この病を治す方法はないと主治医の先生に言われた。
『わたしはこの病気を治すためにずっと薬の研究を続けて来た。しかしいまだに薬を探し出せないでいる……』
先生の悔しそうな顔を忘れられない。
『医者なんて治療薬がなければ無力なんだよ……すまない』
先生が悪いわけではない。わたくしがこの奇病にかかっただけなんだもの。
胸にできた痣が少しずつ大きくなっていく。その痣が拳より大きくなった頃、わたくしの体は動きを奪われていく……そして……最後は心臓の動きも止まる……
今はまだ数センチ。少しずつ少しずつ大きくなって……このままだと一年後には……
考えても仕方がない。それよりも今はさっさとセフィルと婚約解消をしてこの国を出て自由に生きることを優先しないと。
セフィルには愛する人と幸せになって欲しい。でも……その姿を見守りながら死んでいくのはあまりにも心が辛い。
それにお父様から離れて自由になりたい。
幼い頃からずっと……元婚約者の王太子殿下のためだけにわたくしは生きて来た。お母様が亡くなりわたくしが住む場所は昼間は王宮、夜寝る時だけ公爵家の屋敷に帰る、そんな生活をずっと送らされて来た。
幼い頃から厳しい王子妃教育、一般教育に始まりマナーや刺繍、そして語学は5カ国後を覚えるように押し付けられた。
全ては殿下を補佐するために。
15歳になる頃には婚約者として彼の仕事の補佐までさせられた。一つ年上の殿下は学園に通い始め、有意義な時間を過ごされていたのにわたくしは学園に通わせてもらえることもなく王宮での暮らしが続いた。
毎日自分が請け負う執務と殿下が手が回らないと押し付けられた執務に追われる日々が続いた。
窓から見える青い空をただ雑然と置かれた執務室の中から、なんの感動もなくみているしかなかった。
手を止めれば寝る時間が減ってしまう。少しでも頑張って仕事を終わらせてベッドに潜り込みたい。あの頃は帰宅する時間も惜しいと思い、執務室にある仮眠用のベッドで過ごすことも増えた。
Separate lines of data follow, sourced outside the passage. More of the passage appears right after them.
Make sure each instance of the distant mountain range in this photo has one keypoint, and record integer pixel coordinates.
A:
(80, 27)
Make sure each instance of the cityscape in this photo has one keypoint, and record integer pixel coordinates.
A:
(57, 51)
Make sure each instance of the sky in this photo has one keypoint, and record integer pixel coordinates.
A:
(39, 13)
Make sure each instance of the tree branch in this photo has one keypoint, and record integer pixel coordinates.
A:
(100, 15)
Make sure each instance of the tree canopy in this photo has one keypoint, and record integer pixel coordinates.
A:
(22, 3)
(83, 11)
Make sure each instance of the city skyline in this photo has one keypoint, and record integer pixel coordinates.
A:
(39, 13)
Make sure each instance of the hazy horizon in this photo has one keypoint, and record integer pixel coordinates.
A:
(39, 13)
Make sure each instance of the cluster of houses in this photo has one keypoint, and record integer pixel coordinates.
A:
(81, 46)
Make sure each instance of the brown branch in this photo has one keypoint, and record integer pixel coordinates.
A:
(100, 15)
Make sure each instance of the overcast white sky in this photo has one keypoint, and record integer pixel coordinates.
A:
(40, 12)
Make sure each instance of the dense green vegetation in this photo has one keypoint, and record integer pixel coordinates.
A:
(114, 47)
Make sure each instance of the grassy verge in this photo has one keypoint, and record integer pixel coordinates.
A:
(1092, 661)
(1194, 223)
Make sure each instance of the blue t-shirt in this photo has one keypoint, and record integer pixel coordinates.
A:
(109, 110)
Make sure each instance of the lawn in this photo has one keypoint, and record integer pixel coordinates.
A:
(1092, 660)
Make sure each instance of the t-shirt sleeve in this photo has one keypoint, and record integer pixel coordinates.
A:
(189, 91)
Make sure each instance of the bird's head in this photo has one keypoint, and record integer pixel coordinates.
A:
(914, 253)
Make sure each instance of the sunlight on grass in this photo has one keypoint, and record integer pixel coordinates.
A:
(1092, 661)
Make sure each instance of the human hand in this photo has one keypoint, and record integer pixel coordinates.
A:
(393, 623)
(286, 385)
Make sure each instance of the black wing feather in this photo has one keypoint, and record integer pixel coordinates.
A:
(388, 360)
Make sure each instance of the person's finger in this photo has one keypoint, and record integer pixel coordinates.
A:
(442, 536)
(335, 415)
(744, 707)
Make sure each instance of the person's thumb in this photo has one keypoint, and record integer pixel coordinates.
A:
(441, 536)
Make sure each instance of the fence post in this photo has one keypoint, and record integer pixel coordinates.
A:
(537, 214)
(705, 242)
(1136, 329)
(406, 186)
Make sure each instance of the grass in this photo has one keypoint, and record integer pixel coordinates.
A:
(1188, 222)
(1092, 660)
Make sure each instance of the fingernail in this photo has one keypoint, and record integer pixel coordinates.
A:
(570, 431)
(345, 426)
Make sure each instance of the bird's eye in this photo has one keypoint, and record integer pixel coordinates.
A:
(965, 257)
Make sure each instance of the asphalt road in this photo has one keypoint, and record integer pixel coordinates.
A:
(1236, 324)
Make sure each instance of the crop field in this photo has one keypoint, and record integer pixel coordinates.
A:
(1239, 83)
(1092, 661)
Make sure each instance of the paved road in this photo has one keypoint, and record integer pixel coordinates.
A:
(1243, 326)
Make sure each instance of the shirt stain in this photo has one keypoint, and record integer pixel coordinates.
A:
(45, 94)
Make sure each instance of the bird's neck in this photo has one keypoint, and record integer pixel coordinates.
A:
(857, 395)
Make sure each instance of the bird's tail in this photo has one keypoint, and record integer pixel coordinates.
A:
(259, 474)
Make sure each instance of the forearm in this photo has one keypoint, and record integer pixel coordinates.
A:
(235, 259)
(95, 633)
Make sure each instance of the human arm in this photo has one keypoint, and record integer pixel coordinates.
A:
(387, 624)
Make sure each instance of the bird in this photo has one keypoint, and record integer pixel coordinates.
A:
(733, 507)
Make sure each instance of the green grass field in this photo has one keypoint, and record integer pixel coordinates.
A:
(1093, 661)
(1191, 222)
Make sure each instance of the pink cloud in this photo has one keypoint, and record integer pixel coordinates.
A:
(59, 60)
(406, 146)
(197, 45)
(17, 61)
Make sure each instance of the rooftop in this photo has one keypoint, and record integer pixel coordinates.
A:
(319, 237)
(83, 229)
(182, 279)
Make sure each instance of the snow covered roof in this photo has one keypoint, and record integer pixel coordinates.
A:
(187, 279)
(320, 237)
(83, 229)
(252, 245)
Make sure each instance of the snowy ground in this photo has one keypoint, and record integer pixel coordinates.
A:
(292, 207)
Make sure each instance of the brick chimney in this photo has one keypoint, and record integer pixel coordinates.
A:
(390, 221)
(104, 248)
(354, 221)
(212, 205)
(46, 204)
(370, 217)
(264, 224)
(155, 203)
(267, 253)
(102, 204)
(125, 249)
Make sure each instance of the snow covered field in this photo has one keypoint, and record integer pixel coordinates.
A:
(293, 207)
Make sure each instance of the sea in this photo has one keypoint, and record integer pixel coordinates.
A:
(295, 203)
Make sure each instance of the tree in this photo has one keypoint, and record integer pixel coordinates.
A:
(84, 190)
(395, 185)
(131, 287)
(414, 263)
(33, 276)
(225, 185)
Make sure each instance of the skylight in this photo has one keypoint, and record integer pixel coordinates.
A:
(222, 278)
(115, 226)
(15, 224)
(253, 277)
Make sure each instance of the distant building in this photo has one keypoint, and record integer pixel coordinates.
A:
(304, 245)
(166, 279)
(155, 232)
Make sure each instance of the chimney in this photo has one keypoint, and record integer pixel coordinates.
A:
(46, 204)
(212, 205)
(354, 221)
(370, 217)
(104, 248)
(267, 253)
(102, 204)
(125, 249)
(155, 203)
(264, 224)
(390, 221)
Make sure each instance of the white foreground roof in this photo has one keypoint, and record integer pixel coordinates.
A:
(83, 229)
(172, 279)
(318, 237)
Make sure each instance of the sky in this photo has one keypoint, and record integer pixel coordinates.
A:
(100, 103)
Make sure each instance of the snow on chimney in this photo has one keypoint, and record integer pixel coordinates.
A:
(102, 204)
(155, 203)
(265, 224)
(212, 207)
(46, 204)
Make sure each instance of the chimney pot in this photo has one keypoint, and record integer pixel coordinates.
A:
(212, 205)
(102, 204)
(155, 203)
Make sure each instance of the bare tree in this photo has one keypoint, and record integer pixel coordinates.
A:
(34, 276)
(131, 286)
身の回りの世話をするウエラもわたしのそばについていてくれた。
『ブロア様……少しはお休みしましょう。陛下にこの現状を訴えてはいかがでしょう?』
陛下に伝えればわたしの生活は改善されていただろう。でもそれは殿下の不興を買うことになる。それはこの先の結婚生活にも影響してくる。
わたくしについている『影』に、
「殿下の仕事を手伝っていることは陛下に報告無用」と伝えている。
もちろんそれがこの国にとって不利益になるのなら報告しなければいけなかったのだろうけど、報告すればただめんどくさいことが起きるだけ。『影』も「今は報告しないでおきます。ですがいずれは陛下の耳にお入れしますので」と言われていた。
わたくしの全てを報告するのが『影』の仕事ではない。必要なこと、特にこの国に関わることや殿下にとって不利益になることを陛下に報告する義務がある。
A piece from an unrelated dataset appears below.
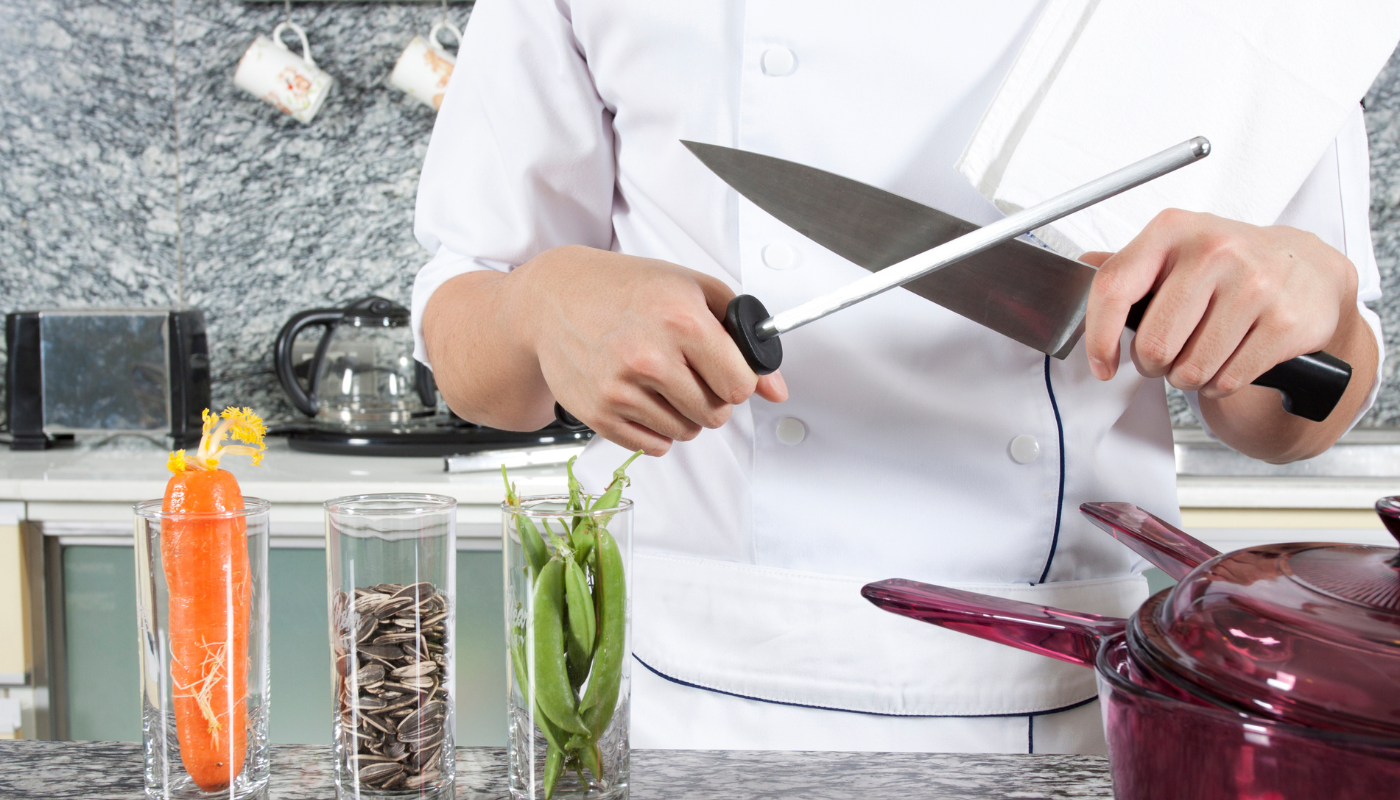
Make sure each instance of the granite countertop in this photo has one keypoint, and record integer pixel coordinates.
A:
(112, 771)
わたくしがどんな目に遭っているのかなんて陛下からすればどうでもいいことなのだ。上手く仕事が回っているのだから。
あの頃のわたくしは、そんなふうに思って意固地になっていたのかもしれない。
王宮で学園の友人達を呼んで楽しそうにお茶を楽しむ殿下を横目にひたすら仕事に追われるわたくし。
学園でどんなふうに過ごしているのかあの戯れる殿下達を見ればすぐにわかるというもの。
大きな声で笑い合い、男女のスキンシップは見ていて恥ずかしくなるものだった。殿下のそばには常にロザンナ様という子爵家の令嬢がくっついていた。
そう殿下の腕に絡み、胸を押し付けニコニコと笑っていた。殿下もそんなロザンナ様を愛おしそうに見つめていた。
ーーあれが愛し合う姿なのね。
わたくしと殿下の間には愛などと言ったものは全くなかった。わたくしは婚約者としての義務を果たすべく、王子妃教育を受け、執務をこなすだけ。
殿下もわたくしに愛情を向けることなく冷たい視線を向けるだけだった。
そんなことを思い出していると、控えていたウエラが「ブロア様、お医者様がいらっしゃいました」と声をかけて来た。
いつの間にか時間が経っていた。
お医者様には胸の痣に気づくことはなかった。
「疲れが出ているのでしょう。少し貧血もあるみたいですね、今日はゆっくりと体を休めてください」
お薬をいくつか出すからあとで取りに来てくださいと言って帰って行った。
「ふぅー、胸の痣を見られなくてよかったわ」
「そうですね……でもこちらに来るのにお薬を持って来ていなかったので貧血の薬をいただけるのは助かります……ブロア様のお顔は真っ青です……」
「少し眠らせてもらうわね?」
「はい、わたしは下に行って来ますのでゆっくりとしていてください。先生が出されたお薬をもらいに行って来ます」
ウエラがお医者様が処方された薬を下の部屋に取りに行くことになった。
持ち合わせていなかった薬があるから、あとで病院の者が届けてくれることになっていた。
ウエラは気を遣い、一人にさせてくれた。
初めてセフィルの屋敷でこんなに長い時間を過ごした。
そう言えばこの部屋は客間にしては落ち着くわ。客間ならもっと高級な家具が無機質に置かれているものなのに、ここにある家具は女性が好む可愛らしさのある白を基調としたアンティークな家具が置かれていた。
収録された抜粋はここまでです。